Investing.com - West Texas Intermediate oil futures briefly topped the key $105-a-barrel level on Tuesday, as market players awaited key U.S. weekly supply data to gauge the strength of oil demand from the world's largest consumer.
On the New York Mercantile Exchange, U.S. crude oil for delivery in July rose to a session high of $105.05 a barrel, the most since March 3, before trimming gains to last trade at $104.61 during U.S. morning hours, up 0.19%, or 20 cents.
U.S. oil futures jumped 1.7%, or $1.75, on Monday to settle at $104.41 a barrel.
New York-traded oil futures were likely to find support at $102.62 a barrel, the low from June 9 and resistance at $105.22 a barrel, the high from March 3.

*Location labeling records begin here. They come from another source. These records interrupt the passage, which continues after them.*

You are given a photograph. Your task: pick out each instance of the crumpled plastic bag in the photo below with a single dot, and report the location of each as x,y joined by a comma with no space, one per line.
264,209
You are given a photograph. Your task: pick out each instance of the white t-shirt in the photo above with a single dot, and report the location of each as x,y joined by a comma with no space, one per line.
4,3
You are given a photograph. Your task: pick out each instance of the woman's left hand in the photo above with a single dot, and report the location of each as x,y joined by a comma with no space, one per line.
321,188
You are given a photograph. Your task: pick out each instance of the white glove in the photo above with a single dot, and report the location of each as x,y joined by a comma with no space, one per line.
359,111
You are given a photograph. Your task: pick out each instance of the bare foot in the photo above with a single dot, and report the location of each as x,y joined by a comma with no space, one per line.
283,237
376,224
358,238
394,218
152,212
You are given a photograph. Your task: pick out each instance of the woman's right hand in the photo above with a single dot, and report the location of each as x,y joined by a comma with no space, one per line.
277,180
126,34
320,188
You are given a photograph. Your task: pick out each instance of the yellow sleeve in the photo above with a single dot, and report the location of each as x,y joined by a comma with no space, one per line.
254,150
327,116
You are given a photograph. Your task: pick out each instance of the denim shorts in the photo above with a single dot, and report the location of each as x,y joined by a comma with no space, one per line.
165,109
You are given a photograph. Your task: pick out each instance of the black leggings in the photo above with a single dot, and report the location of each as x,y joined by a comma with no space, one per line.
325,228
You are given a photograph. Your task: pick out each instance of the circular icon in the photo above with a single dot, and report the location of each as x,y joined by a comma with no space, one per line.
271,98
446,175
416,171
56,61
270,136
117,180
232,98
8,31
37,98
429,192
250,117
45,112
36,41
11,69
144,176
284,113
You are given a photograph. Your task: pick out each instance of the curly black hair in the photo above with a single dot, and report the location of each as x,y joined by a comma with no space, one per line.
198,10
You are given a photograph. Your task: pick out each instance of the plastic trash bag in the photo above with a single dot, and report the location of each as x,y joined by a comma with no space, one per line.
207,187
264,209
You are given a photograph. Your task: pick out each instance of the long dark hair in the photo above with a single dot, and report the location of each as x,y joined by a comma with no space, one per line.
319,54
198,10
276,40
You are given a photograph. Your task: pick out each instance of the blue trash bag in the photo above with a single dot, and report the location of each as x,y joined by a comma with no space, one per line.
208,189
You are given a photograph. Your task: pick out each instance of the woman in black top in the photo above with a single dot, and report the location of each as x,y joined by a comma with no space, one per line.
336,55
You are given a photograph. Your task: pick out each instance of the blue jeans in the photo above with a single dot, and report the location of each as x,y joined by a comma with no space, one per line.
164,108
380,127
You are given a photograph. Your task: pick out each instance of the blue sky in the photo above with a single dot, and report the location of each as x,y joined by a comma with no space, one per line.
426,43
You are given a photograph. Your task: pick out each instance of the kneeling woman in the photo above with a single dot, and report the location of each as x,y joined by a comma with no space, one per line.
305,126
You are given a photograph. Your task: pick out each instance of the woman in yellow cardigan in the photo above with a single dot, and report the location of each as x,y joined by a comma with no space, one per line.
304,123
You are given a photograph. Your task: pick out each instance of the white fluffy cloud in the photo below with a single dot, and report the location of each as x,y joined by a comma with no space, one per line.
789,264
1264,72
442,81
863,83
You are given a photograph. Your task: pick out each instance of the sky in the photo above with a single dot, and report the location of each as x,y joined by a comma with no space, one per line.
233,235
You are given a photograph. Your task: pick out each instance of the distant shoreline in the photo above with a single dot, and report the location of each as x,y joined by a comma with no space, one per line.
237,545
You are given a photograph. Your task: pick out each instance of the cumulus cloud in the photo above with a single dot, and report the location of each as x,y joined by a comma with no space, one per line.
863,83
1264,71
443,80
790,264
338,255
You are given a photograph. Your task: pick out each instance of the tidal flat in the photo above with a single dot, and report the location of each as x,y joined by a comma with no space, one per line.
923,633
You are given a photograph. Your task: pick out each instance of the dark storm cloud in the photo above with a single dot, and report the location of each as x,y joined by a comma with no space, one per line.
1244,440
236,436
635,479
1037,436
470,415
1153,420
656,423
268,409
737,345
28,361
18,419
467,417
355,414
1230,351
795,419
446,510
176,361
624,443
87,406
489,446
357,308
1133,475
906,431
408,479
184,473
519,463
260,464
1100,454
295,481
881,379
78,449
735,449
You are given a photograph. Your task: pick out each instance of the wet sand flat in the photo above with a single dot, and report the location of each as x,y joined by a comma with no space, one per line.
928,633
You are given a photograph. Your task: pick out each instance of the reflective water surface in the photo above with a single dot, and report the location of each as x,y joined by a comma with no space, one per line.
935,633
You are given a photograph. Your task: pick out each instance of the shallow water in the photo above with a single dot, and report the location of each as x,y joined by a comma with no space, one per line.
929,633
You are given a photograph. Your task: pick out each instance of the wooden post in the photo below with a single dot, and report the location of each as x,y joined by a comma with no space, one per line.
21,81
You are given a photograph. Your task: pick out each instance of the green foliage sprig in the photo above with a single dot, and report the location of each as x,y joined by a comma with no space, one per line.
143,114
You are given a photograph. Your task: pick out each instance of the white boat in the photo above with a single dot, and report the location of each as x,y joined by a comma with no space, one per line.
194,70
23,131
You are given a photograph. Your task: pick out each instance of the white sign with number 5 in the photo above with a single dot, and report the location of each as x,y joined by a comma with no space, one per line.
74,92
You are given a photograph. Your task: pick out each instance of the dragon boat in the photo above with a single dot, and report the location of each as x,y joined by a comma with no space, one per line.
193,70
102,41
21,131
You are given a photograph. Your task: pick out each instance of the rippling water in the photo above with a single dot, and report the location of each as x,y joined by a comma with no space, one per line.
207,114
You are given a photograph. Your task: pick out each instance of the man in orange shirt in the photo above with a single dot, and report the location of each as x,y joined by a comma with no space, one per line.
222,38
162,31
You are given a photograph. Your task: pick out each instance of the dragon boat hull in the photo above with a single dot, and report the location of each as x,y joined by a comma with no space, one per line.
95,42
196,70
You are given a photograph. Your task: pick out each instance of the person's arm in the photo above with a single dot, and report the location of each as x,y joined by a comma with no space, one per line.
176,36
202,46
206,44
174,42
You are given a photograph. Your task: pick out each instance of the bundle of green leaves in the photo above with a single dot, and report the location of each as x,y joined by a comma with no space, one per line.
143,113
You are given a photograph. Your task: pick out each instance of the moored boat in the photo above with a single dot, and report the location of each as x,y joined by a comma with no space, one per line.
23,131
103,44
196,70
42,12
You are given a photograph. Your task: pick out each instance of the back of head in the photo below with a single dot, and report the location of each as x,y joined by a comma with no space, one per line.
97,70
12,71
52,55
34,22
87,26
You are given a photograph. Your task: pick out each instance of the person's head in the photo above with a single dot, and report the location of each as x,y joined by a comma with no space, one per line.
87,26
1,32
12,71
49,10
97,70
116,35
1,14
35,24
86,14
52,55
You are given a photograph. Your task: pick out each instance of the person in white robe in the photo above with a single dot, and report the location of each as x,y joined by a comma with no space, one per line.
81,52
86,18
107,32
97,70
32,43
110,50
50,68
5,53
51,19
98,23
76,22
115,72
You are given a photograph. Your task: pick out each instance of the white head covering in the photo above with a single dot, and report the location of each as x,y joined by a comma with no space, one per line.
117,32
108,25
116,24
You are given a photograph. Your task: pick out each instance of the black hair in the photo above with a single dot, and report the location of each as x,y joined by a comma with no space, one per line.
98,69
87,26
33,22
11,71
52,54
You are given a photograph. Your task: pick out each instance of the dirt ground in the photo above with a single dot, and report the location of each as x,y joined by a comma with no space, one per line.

The American Petroleum Institute will release its inventories report later in the day, while Wednesday's government report could show crude stockpiles fell by 1.5 million barrels in the week ended June 6.
Oil traders were also looking ahead to Wednesday's meeting of the Organization of Petroleum Exporting Countries in Vienna, amid expectations the organization will maintain its production quota at 30 million.
The 12-member group is responsible for approximately 40% of global supply.
Elsewhere, on the ICE Futures Exchange in London, Brent oil for August delivery shed 0.15%, or 17 cents, to trade at $108.99 a barrel, while the spread between the Brent and U.S. crude contracts stood at $4.38 a barrel.
The spread narrowest to the lowest since April as receding stockpiles at Cushing, Oklahoma, the delivery point for Nymex oil futures, eased concerns over a supply glut.